– Я, атаман Ахмед, сын Ахмеда из Бухары, хозяин этой лампы и всех сокровищ пещеры повелеваю: раб лампы, выйди и сделай все, что я прикажу!
И снова синеватый дымок поплыл из горла сосуда, оказавшемся на деле старинной медной лампой, снова вытянулся он в прозрачную, колеблющуюся от дыхания сорока грабителей, ленту, но уже не стал превращаться в стрелу и уноситься куда-то прочь, а тихо завис над полом рядом с лампой и через миг обратился в Уморушку: бледную и перепуганную.
– Слушаю тебя, о мой повелитель! – согнулась она в глубоком поклоне перед атаманом, поднося по очереди обе ладони к груди, губам и взмокшему лбу. – Я, рабыня лампы, исполню все твои приказания!
– Уфф!.. – сказал атаман Ахмед и сел там, где стоял. – Ты кто?
– Я – Умора, рабыня лампы, – повторила послушно Уморушка.
– А где Маруф?
Бывшая лесовичка пожала плечами:
– Куда-то исчез… Велел мне быть рабыней лампы и исполнять желания ее владельца, а сам – пыхх! – и сгинул.

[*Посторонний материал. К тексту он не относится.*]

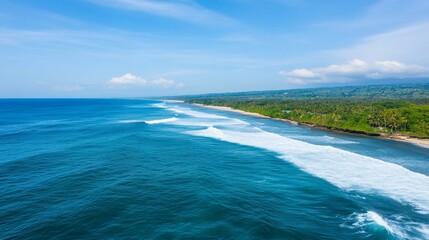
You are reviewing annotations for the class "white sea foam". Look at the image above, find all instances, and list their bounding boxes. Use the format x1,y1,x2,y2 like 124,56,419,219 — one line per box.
292,135,359,144
158,106,429,214
145,117,177,124
341,211,409,239
151,103,167,108
188,126,429,213
168,107,230,119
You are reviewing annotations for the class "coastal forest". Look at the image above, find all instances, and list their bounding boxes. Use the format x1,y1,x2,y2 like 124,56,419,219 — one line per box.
182,84,429,138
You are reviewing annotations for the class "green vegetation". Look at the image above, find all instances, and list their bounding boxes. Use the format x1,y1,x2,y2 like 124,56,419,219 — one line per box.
183,84,429,138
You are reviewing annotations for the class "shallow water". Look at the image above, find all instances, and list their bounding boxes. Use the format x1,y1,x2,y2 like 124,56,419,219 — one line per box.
0,99,429,239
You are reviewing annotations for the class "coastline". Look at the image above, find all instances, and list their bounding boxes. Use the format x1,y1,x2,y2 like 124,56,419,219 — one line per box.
189,103,429,148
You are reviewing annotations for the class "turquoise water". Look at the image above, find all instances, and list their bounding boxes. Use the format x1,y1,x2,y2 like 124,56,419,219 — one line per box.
0,99,429,239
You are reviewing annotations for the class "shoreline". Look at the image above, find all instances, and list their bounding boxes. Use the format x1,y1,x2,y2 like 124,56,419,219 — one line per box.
188,103,429,148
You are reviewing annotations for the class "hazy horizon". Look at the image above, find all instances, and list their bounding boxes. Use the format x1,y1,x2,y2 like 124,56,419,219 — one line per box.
0,0,429,98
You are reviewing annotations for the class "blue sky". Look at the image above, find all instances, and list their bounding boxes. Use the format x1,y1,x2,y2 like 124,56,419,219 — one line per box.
0,0,429,97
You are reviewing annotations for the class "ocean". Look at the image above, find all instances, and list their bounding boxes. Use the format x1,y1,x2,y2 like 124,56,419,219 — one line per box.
0,99,429,239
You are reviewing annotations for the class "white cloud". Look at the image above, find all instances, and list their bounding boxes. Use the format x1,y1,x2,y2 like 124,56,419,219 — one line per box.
279,59,429,84
108,73,184,88
109,73,148,85
333,21,429,64
89,0,235,25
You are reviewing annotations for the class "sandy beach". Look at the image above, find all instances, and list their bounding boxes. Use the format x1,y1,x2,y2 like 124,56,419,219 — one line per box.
192,103,429,148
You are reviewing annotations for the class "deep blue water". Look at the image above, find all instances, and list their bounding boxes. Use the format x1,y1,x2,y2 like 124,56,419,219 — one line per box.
0,99,429,239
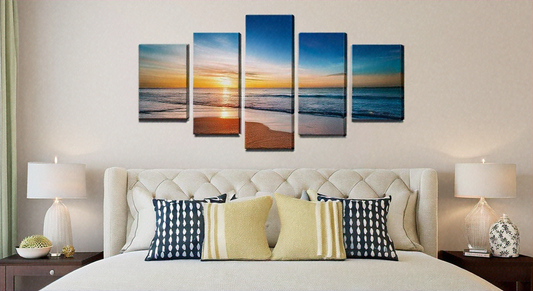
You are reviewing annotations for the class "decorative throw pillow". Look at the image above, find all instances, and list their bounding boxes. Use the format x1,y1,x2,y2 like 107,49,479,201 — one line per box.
202,196,272,260
307,188,424,251
230,190,309,248
272,193,346,260
318,194,398,261
145,194,226,261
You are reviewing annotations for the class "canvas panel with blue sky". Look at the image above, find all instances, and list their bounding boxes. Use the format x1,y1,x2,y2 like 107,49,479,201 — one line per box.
298,32,346,136
244,15,294,150
139,44,189,121
352,45,404,121
193,33,241,135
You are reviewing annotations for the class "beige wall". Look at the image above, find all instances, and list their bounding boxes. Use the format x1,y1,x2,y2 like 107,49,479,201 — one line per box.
17,1,533,255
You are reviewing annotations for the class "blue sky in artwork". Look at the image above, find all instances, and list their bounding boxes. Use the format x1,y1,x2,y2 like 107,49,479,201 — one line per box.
298,33,346,75
246,15,294,64
352,45,403,75
194,33,239,51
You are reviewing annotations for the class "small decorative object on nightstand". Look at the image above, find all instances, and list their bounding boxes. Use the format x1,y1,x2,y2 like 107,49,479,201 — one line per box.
489,214,520,258
439,251,533,291
0,252,104,291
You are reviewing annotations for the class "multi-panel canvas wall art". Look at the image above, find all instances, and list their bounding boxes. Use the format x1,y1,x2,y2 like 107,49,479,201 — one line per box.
139,44,189,121
244,15,294,150
193,33,241,135
352,45,404,121
298,33,346,136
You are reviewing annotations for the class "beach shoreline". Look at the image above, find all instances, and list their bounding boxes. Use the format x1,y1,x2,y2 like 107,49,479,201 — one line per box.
244,122,294,150
193,117,240,135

– И ты будешь послушно исполнять все, что я прикажу? – недоверчиво переспросил атаман Ахмед.
– А что мне еще остается делать? – грустно опустила голову новоиспеченная рабыня. – Знала бы – нипочем в этот кувшин не залезла!
– Так это ты отодвинула скалу и проникла в нашу пещеру? – догадался хитроумный Мустафа. – Признавайся, или я отрежу тебе голову!
– Режь головы своим джиннам, когда они у тебя будут, а моих не трогай! – резко осадил Мустафу грозный атаман. И ласково проговорил Уморушке: – Не бойся, джан, они тебя не тронут!
– Пусть хоть накормит нас… – пробурчал недовольно Мустафа, прячась за спины других разбойников.
– Пусть накормит, и тогда ни один волос не упадет с ее головы! – стали просить и клясться другие разбойники.
Атаман Ахмед тоже был голоден и сейчас, когда вся шайка напоминала ему об этом, аппетит разыгрался еще сильней.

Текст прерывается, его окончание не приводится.